Everything you need to follow along with the newsletter. Each block has a copy button. Paste it straight into the Supabase SQL editor and run it.
If you get stuck, hit reply to the email. I read every one.
This creates a simple tickets table (like an IT help desk would use) and adds five sample tickets. Copy the whole block and run it once.
create table tickets (
id int primary key,
title text,
status text, -- open / in_progress / closed
priority text, -- low / medium / high
agent text,
created_at date
);
insert into tickets (id, title, status, priority, agent, created_at) values
(1, 'VPN not connecting', 'open', 'high', 'Sara', '2026-06-01'),
(2, 'Password reset', 'closed', 'low', 'Mike', '2026-06-02'),
(3, 'Laptop won''t boot', 'in_progress', 'high', 'Sara', '2026-06-03'),
(4, 'Printer offline', 'open', 'medium', 'Mike', '2026-06-03'),
(5, 'Email sync failing', 'open', 'high', 'Sara', '2026-06-04');
You should see a success message, and your tickets table now holds five rows.

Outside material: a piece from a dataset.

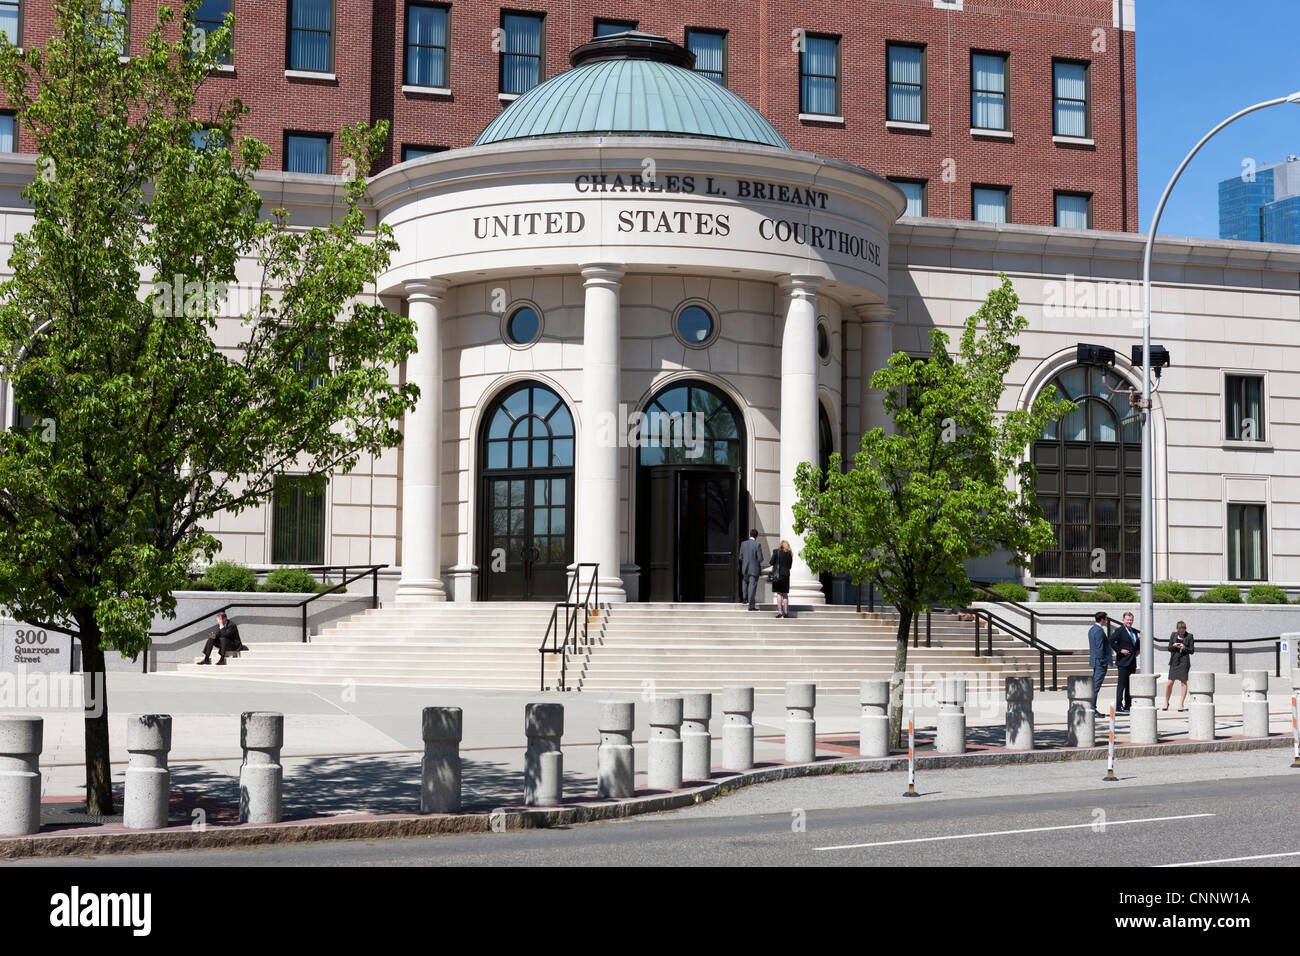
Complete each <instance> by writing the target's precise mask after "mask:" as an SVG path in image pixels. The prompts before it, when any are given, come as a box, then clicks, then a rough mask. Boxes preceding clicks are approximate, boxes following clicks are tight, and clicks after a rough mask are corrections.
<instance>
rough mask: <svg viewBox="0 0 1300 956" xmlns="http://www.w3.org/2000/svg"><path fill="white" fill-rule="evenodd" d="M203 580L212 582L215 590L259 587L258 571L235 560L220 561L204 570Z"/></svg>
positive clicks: (243, 588)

Run these one at a time. Each one adds a single new idea.
select means “show me.” The * means “all columns.” So this reads the whole table. That’s it, that’s a query.
select * from tickets;
Instead of *, you name the columns you want. Now you get just those two. Same data, less noise.
select title, status from tickets;
where keeps only the rows that match a condition. Query 2 chose which columns to show. This chooses which rows. Only the open tickets come back.